Her hands, as always, felt nice on him. In spite of (or perhaps because of, he thought) her love of machines, she had a remarkably smooth touch with her hands. Her touch sent a small shiver down him, which he shook off lest in get in the way of more important things. Like Rina eating.

"An obsessive lot? I never would have guessed," he replied snarkily as he put the lettuce and onion and tomato on top of the roast beef. He slipped them between the two toasted pieces of bread and with a tight grip handed the sandwich over his shoulder. "While I like you there, might want to grab this and sit down. I'll pour you a glass of water." She did NOT need more coffee before going to bed. He would think that this crew bled coffee from the amount they drank.
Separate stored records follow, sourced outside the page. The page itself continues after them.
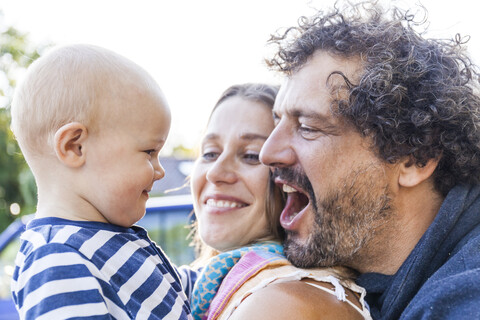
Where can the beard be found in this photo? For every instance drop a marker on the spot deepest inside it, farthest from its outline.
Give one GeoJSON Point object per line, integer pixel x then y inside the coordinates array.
{"type": "Point", "coordinates": [346, 219]}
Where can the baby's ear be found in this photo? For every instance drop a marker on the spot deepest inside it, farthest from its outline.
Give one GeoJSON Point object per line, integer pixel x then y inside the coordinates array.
{"type": "Point", "coordinates": [68, 144]}
{"type": "Point", "coordinates": [412, 175]}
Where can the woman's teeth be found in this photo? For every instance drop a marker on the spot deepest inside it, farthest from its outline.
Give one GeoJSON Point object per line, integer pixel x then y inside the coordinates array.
{"type": "Point", "coordinates": [288, 189]}
{"type": "Point", "coordinates": [224, 204]}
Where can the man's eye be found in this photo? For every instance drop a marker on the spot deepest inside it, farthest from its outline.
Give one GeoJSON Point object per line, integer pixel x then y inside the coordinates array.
{"type": "Point", "coordinates": [309, 132]}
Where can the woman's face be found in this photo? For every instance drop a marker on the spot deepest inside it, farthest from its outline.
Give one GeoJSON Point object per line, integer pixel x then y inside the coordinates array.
{"type": "Point", "coordinates": [229, 184]}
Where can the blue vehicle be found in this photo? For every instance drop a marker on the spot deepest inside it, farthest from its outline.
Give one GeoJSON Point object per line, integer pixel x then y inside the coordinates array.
{"type": "Point", "coordinates": [166, 220]}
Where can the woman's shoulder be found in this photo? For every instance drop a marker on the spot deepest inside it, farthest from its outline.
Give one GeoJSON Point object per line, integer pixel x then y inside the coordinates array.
{"type": "Point", "coordinates": [298, 300]}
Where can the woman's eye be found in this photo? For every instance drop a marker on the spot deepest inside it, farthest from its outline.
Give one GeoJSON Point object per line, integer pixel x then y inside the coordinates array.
{"type": "Point", "coordinates": [149, 152]}
{"type": "Point", "coordinates": [209, 156]}
{"type": "Point", "coordinates": [252, 158]}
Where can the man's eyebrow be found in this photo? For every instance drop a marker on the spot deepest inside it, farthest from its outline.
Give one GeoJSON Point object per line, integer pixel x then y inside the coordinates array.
{"type": "Point", "coordinates": [316, 116]}
{"type": "Point", "coordinates": [211, 136]}
{"type": "Point", "coordinates": [253, 136]}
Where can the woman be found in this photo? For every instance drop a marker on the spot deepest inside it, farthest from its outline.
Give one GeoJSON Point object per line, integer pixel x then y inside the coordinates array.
{"type": "Point", "coordinates": [237, 208]}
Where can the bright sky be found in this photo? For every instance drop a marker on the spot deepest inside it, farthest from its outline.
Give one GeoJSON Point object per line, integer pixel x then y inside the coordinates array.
{"type": "Point", "coordinates": [196, 49]}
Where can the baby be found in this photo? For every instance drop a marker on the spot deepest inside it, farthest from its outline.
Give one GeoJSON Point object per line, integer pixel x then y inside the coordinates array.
{"type": "Point", "coordinates": [90, 124]}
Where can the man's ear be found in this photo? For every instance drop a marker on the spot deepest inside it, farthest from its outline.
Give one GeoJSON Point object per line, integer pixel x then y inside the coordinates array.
{"type": "Point", "coordinates": [412, 175]}
{"type": "Point", "coordinates": [69, 140]}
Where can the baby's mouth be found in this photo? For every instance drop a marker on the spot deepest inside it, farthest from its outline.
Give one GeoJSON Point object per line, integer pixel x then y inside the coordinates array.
{"type": "Point", "coordinates": [296, 202]}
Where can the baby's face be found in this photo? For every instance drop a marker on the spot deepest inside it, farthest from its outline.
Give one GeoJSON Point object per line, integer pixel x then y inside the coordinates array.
{"type": "Point", "coordinates": [122, 158]}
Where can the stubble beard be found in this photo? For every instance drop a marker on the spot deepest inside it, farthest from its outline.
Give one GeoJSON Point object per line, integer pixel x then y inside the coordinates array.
{"type": "Point", "coordinates": [345, 221]}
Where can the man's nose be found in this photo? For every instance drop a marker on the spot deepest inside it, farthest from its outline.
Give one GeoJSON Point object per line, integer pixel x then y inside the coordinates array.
{"type": "Point", "coordinates": [277, 150]}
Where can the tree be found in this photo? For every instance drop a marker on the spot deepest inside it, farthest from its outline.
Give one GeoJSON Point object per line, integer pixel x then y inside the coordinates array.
{"type": "Point", "coordinates": [16, 181]}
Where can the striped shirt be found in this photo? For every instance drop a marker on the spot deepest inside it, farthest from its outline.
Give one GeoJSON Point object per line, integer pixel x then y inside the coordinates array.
{"type": "Point", "coordinates": [73, 269]}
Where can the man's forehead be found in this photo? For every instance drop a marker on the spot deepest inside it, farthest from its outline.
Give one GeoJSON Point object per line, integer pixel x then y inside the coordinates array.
{"type": "Point", "coordinates": [315, 85]}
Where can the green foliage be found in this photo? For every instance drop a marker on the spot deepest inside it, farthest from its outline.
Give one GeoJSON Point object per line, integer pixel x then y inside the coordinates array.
{"type": "Point", "coordinates": [16, 180]}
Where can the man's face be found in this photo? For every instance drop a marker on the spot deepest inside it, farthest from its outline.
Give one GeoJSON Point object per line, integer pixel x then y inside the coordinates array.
{"type": "Point", "coordinates": [338, 190]}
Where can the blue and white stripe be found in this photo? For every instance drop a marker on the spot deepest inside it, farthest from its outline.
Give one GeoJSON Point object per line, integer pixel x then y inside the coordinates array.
{"type": "Point", "coordinates": [71, 269]}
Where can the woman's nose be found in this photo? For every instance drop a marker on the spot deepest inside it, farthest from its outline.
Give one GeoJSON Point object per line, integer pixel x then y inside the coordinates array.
{"type": "Point", "coordinates": [222, 170]}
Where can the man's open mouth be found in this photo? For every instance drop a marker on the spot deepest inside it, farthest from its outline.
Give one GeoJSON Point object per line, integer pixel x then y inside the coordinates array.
{"type": "Point", "coordinates": [296, 202]}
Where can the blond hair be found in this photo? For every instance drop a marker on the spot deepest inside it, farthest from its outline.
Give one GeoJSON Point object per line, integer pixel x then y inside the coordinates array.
{"type": "Point", "coordinates": [67, 85]}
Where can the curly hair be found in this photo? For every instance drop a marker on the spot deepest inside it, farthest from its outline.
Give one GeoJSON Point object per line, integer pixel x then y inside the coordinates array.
{"type": "Point", "coordinates": [415, 97]}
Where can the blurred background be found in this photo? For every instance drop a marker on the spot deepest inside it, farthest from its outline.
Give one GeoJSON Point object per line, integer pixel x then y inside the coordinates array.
{"type": "Point", "coordinates": [194, 49]}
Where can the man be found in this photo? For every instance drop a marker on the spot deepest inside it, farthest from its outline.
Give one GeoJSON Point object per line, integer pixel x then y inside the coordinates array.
{"type": "Point", "coordinates": [377, 146]}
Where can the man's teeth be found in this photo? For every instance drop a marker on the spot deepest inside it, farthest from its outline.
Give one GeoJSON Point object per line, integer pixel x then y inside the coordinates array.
{"type": "Point", "coordinates": [292, 216]}
{"type": "Point", "coordinates": [224, 204]}
{"type": "Point", "coordinates": [288, 189]}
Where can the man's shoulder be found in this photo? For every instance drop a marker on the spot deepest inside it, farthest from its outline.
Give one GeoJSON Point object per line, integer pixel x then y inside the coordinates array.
{"type": "Point", "coordinates": [453, 290]}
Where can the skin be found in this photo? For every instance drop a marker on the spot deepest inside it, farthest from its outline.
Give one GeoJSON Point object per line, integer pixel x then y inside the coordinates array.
{"type": "Point", "coordinates": [345, 177]}
{"type": "Point", "coordinates": [229, 170]}
{"type": "Point", "coordinates": [229, 184]}
{"type": "Point", "coordinates": [105, 175]}
{"type": "Point", "coordinates": [288, 301]}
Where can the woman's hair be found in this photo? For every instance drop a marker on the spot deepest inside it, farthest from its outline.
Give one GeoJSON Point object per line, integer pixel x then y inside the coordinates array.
{"type": "Point", "coordinates": [264, 94]}
{"type": "Point", "coordinates": [416, 98]}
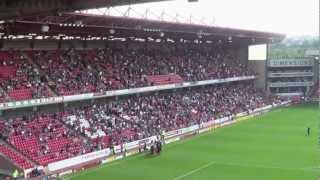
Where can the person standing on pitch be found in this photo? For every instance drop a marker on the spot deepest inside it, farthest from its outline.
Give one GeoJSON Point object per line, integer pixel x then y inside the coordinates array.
{"type": "Point", "coordinates": [308, 131]}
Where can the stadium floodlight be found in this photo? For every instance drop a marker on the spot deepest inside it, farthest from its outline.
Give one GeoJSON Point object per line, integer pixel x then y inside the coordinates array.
{"type": "Point", "coordinates": [112, 31]}
{"type": "Point", "coordinates": [45, 28]}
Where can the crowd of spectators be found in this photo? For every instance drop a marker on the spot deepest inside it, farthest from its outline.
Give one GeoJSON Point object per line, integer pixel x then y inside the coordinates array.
{"type": "Point", "coordinates": [70, 72]}
{"type": "Point", "coordinates": [45, 137]}
{"type": "Point", "coordinates": [19, 78]}
{"type": "Point", "coordinates": [81, 71]}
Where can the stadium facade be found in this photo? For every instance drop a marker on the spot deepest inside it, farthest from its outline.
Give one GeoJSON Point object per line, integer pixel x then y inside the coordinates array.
{"type": "Point", "coordinates": [70, 97]}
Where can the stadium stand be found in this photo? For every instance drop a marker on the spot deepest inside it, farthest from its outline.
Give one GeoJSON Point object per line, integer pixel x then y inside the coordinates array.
{"type": "Point", "coordinates": [57, 67]}
{"type": "Point", "coordinates": [19, 78]}
{"type": "Point", "coordinates": [82, 71]}
{"type": "Point", "coordinates": [46, 138]}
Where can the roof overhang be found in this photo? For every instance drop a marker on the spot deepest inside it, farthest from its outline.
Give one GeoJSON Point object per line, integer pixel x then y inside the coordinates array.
{"type": "Point", "coordinates": [10, 9]}
{"type": "Point", "coordinates": [86, 25]}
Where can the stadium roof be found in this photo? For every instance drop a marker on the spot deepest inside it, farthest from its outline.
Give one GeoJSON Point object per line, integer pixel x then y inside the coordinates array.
{"type": "Point", "coordinates": [87, 25]}
{"type": "Point", "coordinates": [16, 8]}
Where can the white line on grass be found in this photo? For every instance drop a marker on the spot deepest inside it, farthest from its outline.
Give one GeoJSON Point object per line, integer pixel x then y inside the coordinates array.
{"type": "Point", "coordinates": [194, 171]}
{"type": "Point", "coordinates": [261, 166]}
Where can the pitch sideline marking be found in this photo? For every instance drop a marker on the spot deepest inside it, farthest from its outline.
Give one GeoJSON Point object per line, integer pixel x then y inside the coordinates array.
{"type": "Point", "coordinates": [194, 171]}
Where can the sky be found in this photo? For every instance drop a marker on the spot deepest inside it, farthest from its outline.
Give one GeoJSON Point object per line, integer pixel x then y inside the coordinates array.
{"type": "Point", "coordinates": [290, 17]}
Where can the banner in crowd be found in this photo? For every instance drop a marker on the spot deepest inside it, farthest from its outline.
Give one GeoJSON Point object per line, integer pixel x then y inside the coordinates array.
{"type": "Point", "coordinates": [78, 160]}
{"type": "Point", "coordinates": [135, 144]}
{"type": "Point", "coordinates": [78, 97]}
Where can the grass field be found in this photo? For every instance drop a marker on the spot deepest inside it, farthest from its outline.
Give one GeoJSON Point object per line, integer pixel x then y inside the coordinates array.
{"type": "Point", "coordinates": [273, 146]}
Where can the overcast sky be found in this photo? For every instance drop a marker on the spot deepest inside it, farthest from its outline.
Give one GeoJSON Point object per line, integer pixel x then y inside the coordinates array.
{"type": "Point", "coordinates": [291, 17]}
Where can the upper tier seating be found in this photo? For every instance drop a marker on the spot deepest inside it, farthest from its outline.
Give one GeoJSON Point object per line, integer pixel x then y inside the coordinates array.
{"type": "Point", "coordinates": [82, 71]}
{"type": "Point", "coordinates": [13, 156]}
{"type": "Point", "coordinates": [164, 79]}
{"type": "Point", "coordinates": [19, 78]}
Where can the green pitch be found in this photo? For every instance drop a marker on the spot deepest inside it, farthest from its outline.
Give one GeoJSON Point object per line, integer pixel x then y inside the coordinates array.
{"type": "Point", "coordinates": [273, 146]}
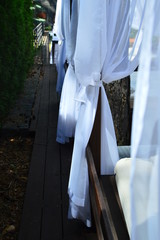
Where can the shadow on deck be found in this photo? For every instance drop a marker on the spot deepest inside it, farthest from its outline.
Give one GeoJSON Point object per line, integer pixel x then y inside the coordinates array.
{"type": "Point", "coordinates": [46, 200]}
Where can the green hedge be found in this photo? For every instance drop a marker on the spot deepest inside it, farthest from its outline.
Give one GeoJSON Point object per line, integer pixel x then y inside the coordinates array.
{"type": "Point", "coordinates": [16, 49]}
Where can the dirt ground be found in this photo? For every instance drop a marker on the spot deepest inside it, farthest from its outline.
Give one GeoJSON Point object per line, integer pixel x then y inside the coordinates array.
{"type": "Point", "coordinates": [15, 154]}
{"type": "Point", "coordinates": [16, 143]}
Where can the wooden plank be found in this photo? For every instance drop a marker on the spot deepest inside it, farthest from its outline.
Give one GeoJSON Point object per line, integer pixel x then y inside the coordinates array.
{"type": "Point", "coordinates": [110, 193]}
{"type": "Point", "coordinates": [104, 213]}
{"type": "Point", "coordinates": [30, 228]}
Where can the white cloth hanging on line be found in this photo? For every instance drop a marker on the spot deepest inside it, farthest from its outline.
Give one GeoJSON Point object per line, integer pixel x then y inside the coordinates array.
{"type": "Point", "coordinates": [62, 26]}
{"type": "Point", "coordinates": [101, 55]}
{"type": "Point", "coordinates": [68, 108]}
{"type": "Point", "coordinates": [145, 188]}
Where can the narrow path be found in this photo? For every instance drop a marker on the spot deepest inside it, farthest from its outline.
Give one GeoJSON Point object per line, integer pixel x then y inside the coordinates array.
{"type": "Point", "coordinates": [46, 200]}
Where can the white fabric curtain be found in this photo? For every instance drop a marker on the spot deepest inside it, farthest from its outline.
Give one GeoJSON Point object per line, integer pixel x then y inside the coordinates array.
{"type": "Point", "coordinates": [68, 108]}
{"type": "Point", "coordinates": [101, 54]}
{"type": "Point", "coordinates": [145, 188]}
{"type": "Point", "coordinates": [62, 26]}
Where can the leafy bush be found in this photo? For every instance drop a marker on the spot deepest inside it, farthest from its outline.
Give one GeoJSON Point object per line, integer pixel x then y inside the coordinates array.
{"type": "Point", "coordinates": [16, 49]}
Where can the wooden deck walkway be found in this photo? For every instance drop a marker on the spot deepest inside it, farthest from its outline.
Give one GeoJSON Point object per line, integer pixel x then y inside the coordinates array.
{"type": "Point", "coordinates": [46, 201]}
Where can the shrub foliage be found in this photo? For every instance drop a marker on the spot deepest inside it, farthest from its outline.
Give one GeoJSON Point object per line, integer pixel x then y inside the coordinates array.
{"type": "Point", "coordinates": [16, 49]}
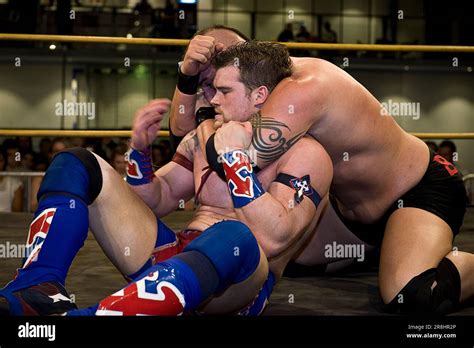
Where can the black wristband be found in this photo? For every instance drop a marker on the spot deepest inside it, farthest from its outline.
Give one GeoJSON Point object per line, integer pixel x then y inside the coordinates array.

But, he somberly reminded himself, you've seen too much blood lost to think that. He looked over at Rina as she sat down, her wounds just on the cusp of being healed up. Definitely too much blood.

---

Joshua's sandwiches never failed to please, being a delightful mixture of textures and flavors: crisp and succulent, savory and sweet, wet and dry, rough and smooth. The aroma off the toast had set my mouth to watering and when I finally took a bite, the sandwich did not disappoint. The pungent sting of the horseradish faded to a piquant sweetness as the lettuce and tomato cut through the heat. The beef was succulent and aged to perfection. The onion added to the crunch of the veggies and the toast gave way with that perfect toothsome snick. I got the first bite past my lips and ducked as the tomato gushed, dribbling juice down my chin. I mopped it with my finger without thinking and froze, reminded of another tomato and another finger licked clean. Aware of whose company I was keeping, I sucked it up and kept on eating and put the sandwich down when I was halfway through.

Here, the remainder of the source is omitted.